Je vois également le féminisme comme
un espace de refuge pour ces marginalisé-e-s, un lieu pour s’exprimer sans
crainte. Un lieu où l’on redonne du pouvoir à ces personnes, un moyen de les intégrer
dans une société qui les rejette par ailleurs.
Le
féminisme représente pour moi tous ces idéaux, mes idéaux, et mes espoirs de
progrès vers une société plus inclusive.
Lorenza :
Ma
prise de conscience féministe est assez récente, mais elle s’est faite assez
violemment. J’ai toujours su qu’il y a des choses que je ne « peux »
pas faire parce que je suis une femme. Par exemple, rentrer seule le soir. On
nous apprend assez tôt, quand on naît avec un vagin, que oui, on est des proies
dans la rue, et que rentrer seule nous met « en danger », qui plus
est si on porte une jupe (c’est quand même une invitation hein, de porter une
jupe quand on sort. Qui n’a jamais entendu ça de sa vie vienne me voir). Il y a
donc des choses que l’on est « obligées » de subir quand on est une
femme (ou qu’on en a le passing, du moins) : les petites réflexions dans
la rue (quand ce n’est que ça), les 20% de salaire en moins, les
double-standards, l’éducation genrée…
Il y a un moment où, quand mon prof de
littérature en prépa nous donnait la 50e référence d’écrivain de
genre masculin, je me suis dit « Bon, c’est un peu fort de café !
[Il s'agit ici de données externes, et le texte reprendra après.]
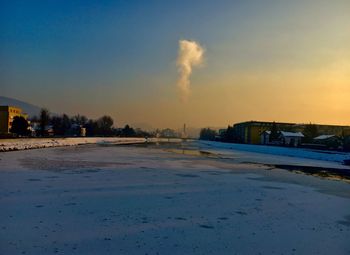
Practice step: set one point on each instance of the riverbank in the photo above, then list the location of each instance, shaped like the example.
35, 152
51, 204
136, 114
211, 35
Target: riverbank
146, 199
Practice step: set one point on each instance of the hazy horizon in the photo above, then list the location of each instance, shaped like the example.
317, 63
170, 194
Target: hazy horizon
270, 61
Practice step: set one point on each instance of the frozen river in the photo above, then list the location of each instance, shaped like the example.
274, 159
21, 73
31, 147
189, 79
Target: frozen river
167, 199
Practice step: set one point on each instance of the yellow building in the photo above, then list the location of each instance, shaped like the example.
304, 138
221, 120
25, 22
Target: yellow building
250, 131
7, 113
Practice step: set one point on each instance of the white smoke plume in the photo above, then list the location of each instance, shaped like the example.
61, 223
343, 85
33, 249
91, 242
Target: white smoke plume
190, 55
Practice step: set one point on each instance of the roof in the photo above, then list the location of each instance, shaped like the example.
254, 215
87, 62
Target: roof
292, 134
323, 137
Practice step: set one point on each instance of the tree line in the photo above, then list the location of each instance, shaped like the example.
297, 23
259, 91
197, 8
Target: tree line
47, 124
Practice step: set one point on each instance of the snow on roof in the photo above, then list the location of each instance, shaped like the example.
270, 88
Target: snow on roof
293, 134
323, 137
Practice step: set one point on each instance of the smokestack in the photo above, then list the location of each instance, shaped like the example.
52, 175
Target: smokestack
190, 55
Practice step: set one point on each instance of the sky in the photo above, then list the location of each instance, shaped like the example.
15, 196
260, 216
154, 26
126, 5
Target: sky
263, 60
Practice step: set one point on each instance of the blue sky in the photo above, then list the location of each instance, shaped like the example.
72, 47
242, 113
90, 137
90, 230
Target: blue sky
118, 57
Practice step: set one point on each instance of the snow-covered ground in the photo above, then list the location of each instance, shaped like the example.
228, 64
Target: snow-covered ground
281, 151
37, 143
146, 200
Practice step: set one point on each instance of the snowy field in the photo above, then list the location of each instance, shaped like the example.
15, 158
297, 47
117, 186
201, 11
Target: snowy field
191, 198
36, 143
Elles sont où Simone de Beauvoir ? George Sand ? Marguerite
Duras ? Charlotte Brontë ? Juliette Drouet ? Olympe de
Gouges ? ». Je pense que c’est à ce moment-là que j’ai commencé à
regarder le monde d’une autre manière. Si j’ai toujours eu conscience des
différences entre « hommes » et « femmes », la
violence des discriminations ne m’est donc apparue qu’à ce moment-là. Ça ne m’a
pas fait que du bien, car regarder le monde tel qu’il est, c’est-à-dire sexiste
au possible, ça fait de la peine. Quand on ne s’en rend pas compte, c’est plus
facile de vivre avec. En revanche, quand on ouvre les yeux, il devient
difficile de se taire et de ne pas agir.
Pour
plusieurs raisons, je me considère privilégiée : je suis blanche, issue
d’un milieu plutôt bourgeois, je suis à sciences po… On peut dire que ça
pourrait être pire. Le féminisme que je défends, et que je qualifierai
« d’inclusif » prend en compte les intersections de oppressions
(oppressions de classe, racisme, validisme, homophobie et transphobie…) pour
défendre toutes ces personnes qui sont directement victimes d’un système
patriarcal, hétéronormé, et qui, d’une manière générale, subissent des
discriminations, des différences de traitement, des oppressions sous toutes
leurs formes, aussi perfides et subtiles soient-elles. Je pense qu’il est
important de remettre en question le système entier pour avoir de réelles
avancées en matière d’égalité des droits pour toustes.